Um julgamento em que uma vítima de estupro é humilhada e desrespeitada e a sentença inaugura um termo para designar um “crime” não previsto em lei causou revolta nesta terça-feira (3), e explodiu nas redes sociais, no parlamento e até entre juristas, como o ministro do Supremo Tribunal Federal (STF), Gilmar Mendes.
O caso remete ao julgamento do empresário André de Camargo Aranha, de 43 anos, acusado de estuprar Mariana Ferrer, de 23 anos, durante uma festa em Florianópolis, em 2018. O julgamento aconteceu em setembro, mas o vídeo com trechos do julgamento foi divulgado hoje pelo site The Intercept Brasil. Veja abaixo:
Os trechos do vídeo em que o advogado do estuprador, Cláudio Gastão da Rosa Filho, humilha e constrange a jovem seguidamente, sem que nenhuma intervenção do juiz do caso, Rudson Marcos, aconteça, causa indignação.
Mas todo o julgamento é “estarrecedor”, como afirmou o ministro Gilmar Mendes em seu Twitter.
Além da total inversão, onde a vítima é tratada como ré – pois, ali, quem devia estar sendo constrangido era o acusado de estuprar uma jovem e, segundo os relatos, virgem -, o resultado do julgamento (“estupro culposo”) revela uma espécie de conluio entre covardes retrógrados e doentios, desse tempo de atraso e falta de empatia em que bolsonaristas querem transformar o nosso país.
Não à toa, Cláudio Gastão, um dos advogados mais caros de Santa Catarina, é o mesmo que já defendeu figuras como Olavo de Carvalho e a também bolsonarista fanática Sara Winter, quando ela participou de ataques ao STF e foi presa pela Polícia Federal.
Enquanto o advogado vociferava que a jovem posou em “posições ginecológicas”, enquanto exibia fotos de Mariana vestida, dizer que “graças a Deus” não tem uma filha do “nível” dela; “e também peço a deus que meu filho não encontre uma mulher como você”, entre outros impropérios, a única manifestação do juiz diante da vítima em prantos foi suspender a sessão para ela se “recompor”.
Nesse momento Mariana clama por respeito: “Excelentíssimo, eu tô implorando por respeito, nem os acusados de assassinato são tratados do jeito que estou sendo tratada, pelo amor de Deus, gente.
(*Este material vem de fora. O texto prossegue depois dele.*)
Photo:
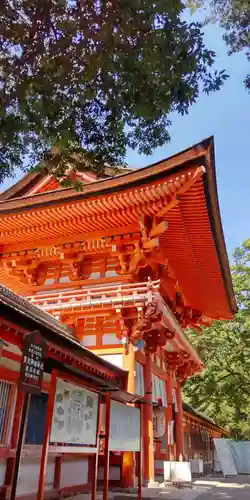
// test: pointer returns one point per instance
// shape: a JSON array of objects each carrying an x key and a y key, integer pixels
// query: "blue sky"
[{"x": 226, "y": 115}]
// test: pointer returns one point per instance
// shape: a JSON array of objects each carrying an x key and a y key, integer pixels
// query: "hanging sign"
[
  {"x": 124, "y": 427},
  {"x": 74, "y": 415},
  {"x": 32, "y": 366},
  {"x": 159, "y": 422}
]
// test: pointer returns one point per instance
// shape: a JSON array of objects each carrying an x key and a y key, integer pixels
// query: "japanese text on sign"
[{"x": 32, "y": 367}]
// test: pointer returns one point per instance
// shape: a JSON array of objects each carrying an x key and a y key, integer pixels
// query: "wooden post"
[
  {"x": 93, "y": 463},
  {"x": 57, "y": 473},
  {"x": 21, "y": 436},
  {"x": 148, "y": 437},
  {"x": 14, "y": 438},
  {"x": 128, "y": 456},
  {"x": 106, "y": 448},
  {"x": 45, "y": 447},
  {"x": 169, "y": 388},
  {"x": 179, "y": 423}
]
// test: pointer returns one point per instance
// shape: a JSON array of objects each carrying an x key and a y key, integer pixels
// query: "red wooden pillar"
[
  {"x": 169, "y": 413},
  {"x": 179, "y": 423},
  {"x": 147, "y": 416},
  {"x": 128, "y": 472},
  {"x": 14, "y": 439},
  {"x": 57, "y": 473}
]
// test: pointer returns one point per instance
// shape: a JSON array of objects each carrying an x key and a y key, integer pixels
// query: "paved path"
[{"x": 203, "y": 489}]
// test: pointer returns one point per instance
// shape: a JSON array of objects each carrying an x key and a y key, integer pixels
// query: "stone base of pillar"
[{"x": 150, "y": 484}]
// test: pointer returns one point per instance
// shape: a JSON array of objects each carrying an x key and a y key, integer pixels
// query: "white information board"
[
  {"x": 74, "y": 415},
  {"x": 225, "y": 457},
  {"x": 124, "y": 427}
]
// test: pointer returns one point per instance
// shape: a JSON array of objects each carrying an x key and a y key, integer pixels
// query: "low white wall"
[
  {"x": 29, "y": 475},
  {"x": 74, "y": 471}
]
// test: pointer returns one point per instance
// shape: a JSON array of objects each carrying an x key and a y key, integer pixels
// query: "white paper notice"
[{"x": 74, "y": 415}]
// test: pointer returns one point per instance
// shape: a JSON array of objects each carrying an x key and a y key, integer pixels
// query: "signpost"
[{"x": 30, "y": 382}]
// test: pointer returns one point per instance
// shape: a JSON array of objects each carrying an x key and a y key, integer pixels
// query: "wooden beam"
[{"x": 181, "y": 191}]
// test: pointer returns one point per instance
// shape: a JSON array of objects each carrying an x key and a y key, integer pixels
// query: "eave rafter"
[{"x": 125, "y": 208}]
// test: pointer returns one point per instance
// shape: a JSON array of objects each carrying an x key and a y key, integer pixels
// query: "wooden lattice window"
[{"x": 7, "y": 391}]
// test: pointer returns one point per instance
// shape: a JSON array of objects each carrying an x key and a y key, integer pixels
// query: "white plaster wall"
[
  {"x": 29, "y": 475},
  {"x": 74, "y": 472},
  {"x": 2, "y": 471},
  {"x": 114, "y": 473}
]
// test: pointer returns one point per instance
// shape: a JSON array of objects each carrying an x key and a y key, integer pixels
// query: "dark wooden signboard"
[{"x": 31, "y": 371}]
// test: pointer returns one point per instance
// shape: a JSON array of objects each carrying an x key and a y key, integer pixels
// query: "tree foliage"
[
  {"x": 223, "y": 390},
  {"x": 95, "y": 76},
  {"x": 234, "y": 17}
]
O que é isso?”.
Ao final do julgamento, diante do absurdo argumento do advogado, também aceito pelo Ministério Público, de que não havia como o empresário saber, durante o ato sexual, que a jovem não estava em condições de consentir a relação, não existindo, portanto, “intenção” de estuprar, o juiz proferiu a natureza do ato como “estupro culposo”, um “crime” não previsto por lei. Sendo assim, se o crime não é previsto em lei, não há condenação e o empresário foi absolvido.
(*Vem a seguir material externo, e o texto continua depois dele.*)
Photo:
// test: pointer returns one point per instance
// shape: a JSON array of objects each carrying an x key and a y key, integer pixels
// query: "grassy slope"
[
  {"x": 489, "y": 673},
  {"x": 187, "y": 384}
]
Como afirmou a deputada Jandira Feghali (PcdoB-RJ) em seu pronunciamento hoje na Câmara, “um caso de estupro de vulnerável virou um caso inédito no Código Penal, um crime que não existe, que é o ‘estupro culposo’”.
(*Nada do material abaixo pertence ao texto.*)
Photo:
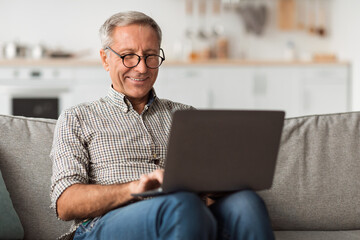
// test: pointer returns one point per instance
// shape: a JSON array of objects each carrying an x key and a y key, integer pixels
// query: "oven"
[{"x": 35, "y": 91}]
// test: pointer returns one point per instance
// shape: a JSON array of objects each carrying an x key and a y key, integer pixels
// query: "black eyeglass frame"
[{"x": 139, "y": 57}]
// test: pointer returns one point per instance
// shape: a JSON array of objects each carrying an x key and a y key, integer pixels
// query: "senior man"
[{"x": 106, "y": 150}]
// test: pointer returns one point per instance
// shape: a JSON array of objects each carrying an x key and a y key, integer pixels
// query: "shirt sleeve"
[{"x": 69, "y": 155}]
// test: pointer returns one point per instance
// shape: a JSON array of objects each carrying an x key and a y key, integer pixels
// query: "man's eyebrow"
[{"x": 147, "y": 51}]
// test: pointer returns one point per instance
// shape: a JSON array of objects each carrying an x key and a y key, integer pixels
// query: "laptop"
[{"x": 221, "y": 151}]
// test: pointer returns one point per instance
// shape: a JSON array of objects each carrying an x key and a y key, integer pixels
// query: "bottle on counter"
[{"x": 220, "y": 44}]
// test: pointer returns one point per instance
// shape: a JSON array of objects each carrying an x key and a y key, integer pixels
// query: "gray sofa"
[{"x": 315, "y": 195}]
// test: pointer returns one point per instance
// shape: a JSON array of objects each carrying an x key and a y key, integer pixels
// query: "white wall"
[
  {"x": 346, "y": 40},
  {"x": 74, "y": 25}
]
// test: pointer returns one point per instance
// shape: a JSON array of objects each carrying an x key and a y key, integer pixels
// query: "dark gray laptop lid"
[{"x": 222, "y": 151}]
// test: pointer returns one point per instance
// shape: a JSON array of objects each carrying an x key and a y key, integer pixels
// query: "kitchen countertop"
[{"x": 97, "y": 63}]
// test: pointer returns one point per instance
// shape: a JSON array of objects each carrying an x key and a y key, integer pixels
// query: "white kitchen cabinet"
[
  {"x": 90, "y": 83},
  {"x": 298, "y": 89},
  {"x": 188, "y": 85},
  {"x": 325, "y": 89}
]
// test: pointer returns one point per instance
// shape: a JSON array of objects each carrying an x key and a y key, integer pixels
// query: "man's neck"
[{"x": 139, "y": 104}]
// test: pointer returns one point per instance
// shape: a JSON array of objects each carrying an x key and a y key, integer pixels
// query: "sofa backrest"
[
  {"x": 26, "y": 167},
  {"x": 316, "y": 185},
  {"x": 317, "y": 178}
]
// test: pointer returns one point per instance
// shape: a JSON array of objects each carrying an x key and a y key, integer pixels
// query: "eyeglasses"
[{"x": 132, "y": 60}]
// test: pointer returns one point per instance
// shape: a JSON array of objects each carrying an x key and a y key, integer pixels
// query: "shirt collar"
[{"x": 120, "y": 100}]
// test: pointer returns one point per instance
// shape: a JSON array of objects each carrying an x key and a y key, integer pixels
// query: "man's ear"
[{"x": 104, "y": 59}]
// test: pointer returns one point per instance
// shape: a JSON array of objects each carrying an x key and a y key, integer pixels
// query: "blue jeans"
[{"x": 183, "y": 215}]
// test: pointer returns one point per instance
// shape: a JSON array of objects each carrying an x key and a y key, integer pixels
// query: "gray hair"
[{"x": 124, "y": 19}]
“Estupro sem a intenção de estuprar… Não sei quem conhece esse crime, mas ele foi inocentado. Dupla indignação, nojo ao brutal retrocesso secular depois de tanta luta, de tanta conquista da sociedade brasileira”, afirmou a deputada. Quero prestar minha mais absoluta solidariedade à jovem Mariana Ferrer”, afirmou.